The Portland-Milwaukie Light Rail Bridge reaches a major milestone this weekend with a 20-hour concrete pour to form the pile cap for the base of the West Tower of the bridge (see PDF image of West Tower construction). Work begins Friday, April 20 at 8 p.m. and continues through Saturday at 4 p.m.

The continuous pour of 1,700 cubic yards will create up to an 18-foot thick concrete base that covers the 6 drilled shafts that support the tower located in the Willamette River. Ross Island Sand & Gravel will be providing the concrete. This is the largest continuous pour for the company in more than 5 years.
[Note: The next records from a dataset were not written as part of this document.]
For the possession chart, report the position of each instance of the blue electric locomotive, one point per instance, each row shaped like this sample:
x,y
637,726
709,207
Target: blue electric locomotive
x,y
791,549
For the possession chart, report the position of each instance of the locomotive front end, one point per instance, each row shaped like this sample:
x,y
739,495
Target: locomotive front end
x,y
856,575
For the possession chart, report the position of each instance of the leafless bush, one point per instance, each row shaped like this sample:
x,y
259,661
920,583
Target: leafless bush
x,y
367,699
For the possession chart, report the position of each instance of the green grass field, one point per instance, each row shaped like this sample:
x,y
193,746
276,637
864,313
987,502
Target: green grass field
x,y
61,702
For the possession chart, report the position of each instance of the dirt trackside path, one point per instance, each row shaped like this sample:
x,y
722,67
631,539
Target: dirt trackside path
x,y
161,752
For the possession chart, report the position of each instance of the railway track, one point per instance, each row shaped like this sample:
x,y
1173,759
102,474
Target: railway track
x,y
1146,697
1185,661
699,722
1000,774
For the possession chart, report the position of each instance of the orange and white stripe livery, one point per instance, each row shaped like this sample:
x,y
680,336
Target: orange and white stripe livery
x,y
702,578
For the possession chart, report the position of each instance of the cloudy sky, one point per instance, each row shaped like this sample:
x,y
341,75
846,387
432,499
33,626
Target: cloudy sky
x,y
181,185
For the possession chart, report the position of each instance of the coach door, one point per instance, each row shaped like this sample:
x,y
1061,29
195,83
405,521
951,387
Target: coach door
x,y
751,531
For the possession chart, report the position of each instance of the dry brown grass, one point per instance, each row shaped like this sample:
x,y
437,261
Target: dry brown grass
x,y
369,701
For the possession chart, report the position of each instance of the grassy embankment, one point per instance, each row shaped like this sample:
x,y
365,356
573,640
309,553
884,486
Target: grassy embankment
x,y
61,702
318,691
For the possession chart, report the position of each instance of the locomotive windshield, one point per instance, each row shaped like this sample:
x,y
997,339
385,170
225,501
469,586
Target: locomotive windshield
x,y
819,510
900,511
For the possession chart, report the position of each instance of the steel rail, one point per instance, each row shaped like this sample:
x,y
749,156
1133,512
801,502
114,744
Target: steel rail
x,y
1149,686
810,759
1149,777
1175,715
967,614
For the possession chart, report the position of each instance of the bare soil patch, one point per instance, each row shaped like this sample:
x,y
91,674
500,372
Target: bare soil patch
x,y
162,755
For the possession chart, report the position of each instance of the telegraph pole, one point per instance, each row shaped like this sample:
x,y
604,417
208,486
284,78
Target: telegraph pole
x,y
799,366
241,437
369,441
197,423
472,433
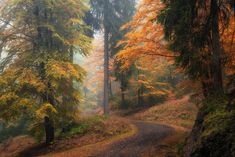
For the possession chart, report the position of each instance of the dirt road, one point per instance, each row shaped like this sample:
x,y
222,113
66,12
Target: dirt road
x,y
148,136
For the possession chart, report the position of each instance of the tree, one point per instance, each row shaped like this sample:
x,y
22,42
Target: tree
x,y
39,79
194,29
111,16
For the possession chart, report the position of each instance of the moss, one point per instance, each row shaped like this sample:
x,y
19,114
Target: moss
x,y
217,130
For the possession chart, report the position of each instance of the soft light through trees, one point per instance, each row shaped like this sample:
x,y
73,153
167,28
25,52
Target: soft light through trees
x,y
39,78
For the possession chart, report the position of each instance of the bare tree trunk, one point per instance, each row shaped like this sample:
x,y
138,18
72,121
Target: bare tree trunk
x,y
49,130
216,48
106,61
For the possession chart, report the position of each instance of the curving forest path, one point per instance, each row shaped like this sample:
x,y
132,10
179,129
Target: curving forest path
x,y
148,135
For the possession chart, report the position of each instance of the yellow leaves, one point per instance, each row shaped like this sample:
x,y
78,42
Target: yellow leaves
x,y
146,37
46,110
7,98
30,79
56,70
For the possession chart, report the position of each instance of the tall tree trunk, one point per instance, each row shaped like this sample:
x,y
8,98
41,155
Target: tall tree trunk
x,y
49,130
123,90
106,60
216,48
110,89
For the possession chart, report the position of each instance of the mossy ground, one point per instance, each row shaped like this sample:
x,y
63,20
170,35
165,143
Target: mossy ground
x,y
214,130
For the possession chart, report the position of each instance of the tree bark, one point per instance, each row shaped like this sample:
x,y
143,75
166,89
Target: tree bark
x,y
49,130
216,48
106,60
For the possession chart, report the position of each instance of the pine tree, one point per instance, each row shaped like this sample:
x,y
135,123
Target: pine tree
x,y
111,16
194,29
39,79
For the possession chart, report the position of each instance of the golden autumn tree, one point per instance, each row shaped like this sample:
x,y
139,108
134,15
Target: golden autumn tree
x,y
38,79
145,49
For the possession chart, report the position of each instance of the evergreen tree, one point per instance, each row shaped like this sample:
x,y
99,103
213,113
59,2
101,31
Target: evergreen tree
x,y
194,30
111,15
39,79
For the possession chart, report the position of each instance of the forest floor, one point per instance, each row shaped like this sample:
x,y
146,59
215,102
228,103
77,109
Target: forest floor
x,y
158,131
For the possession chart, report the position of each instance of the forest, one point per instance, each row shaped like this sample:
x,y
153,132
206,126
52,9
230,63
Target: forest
x,y
117,78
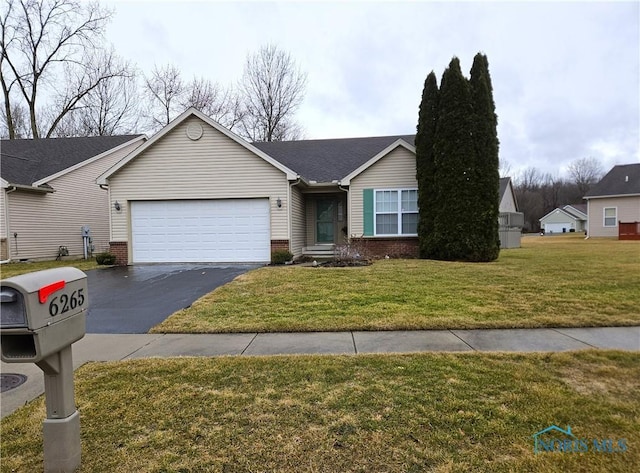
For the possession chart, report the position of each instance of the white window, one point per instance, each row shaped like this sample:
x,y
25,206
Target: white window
x,y
610,216
396,212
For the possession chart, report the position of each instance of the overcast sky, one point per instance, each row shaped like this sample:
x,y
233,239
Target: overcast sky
x,y
566,76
The pour requires about 180 truckloads of concrete and a crew of about 20. Ken Gambill of Ross Island Sand & Gravel will be on site and available to talk with the media.

How big

The 1,700 cubic yards is equivalent to a 4-inch thick sidewalk that is 3-feet wide and extends 8.7 miles. It weighs about 6.8 million pounds.

How deep

The 6 drilled shafts are 10 feet in diameter and drilled down 150-170 feet.

How tall

The two towers will be 180-feet tall (measured from the top of the pile cap).

Big effort

About 60 people will be working over the 20-hour period.

Jobs created

  • 208 firms are working/have worked on the Portland-Milwaukie Light Rail Transit Project, 74 of which are minority/women-owned and emerging firms (DBEs).
  • 1,329 direct jobs as of April 10, 2012 (491 on-site construction; 863 professional and technical).
  • Of the 491 on-site construction jobs 22 percent are people of color; 5 percent women and 15.8 percent apprentice.
  • In all, $236 million has been spent on the project. Of that, $123 million has been spent on construction.

About the project

The 7.3-mile project is the region’s sixth MAX line to be built and extends from the terminus of the MAX Green and Yellow lines at Portland State University to South Waterfront, Southeast Portland, Milwaukie and Park Avenue in North Clackamas County. The $1.49 billion project will create up to 14,500 jobs and generate $573 million in personal earnings. When it opens in September 2015, it will extend the MAX system to 60 miles.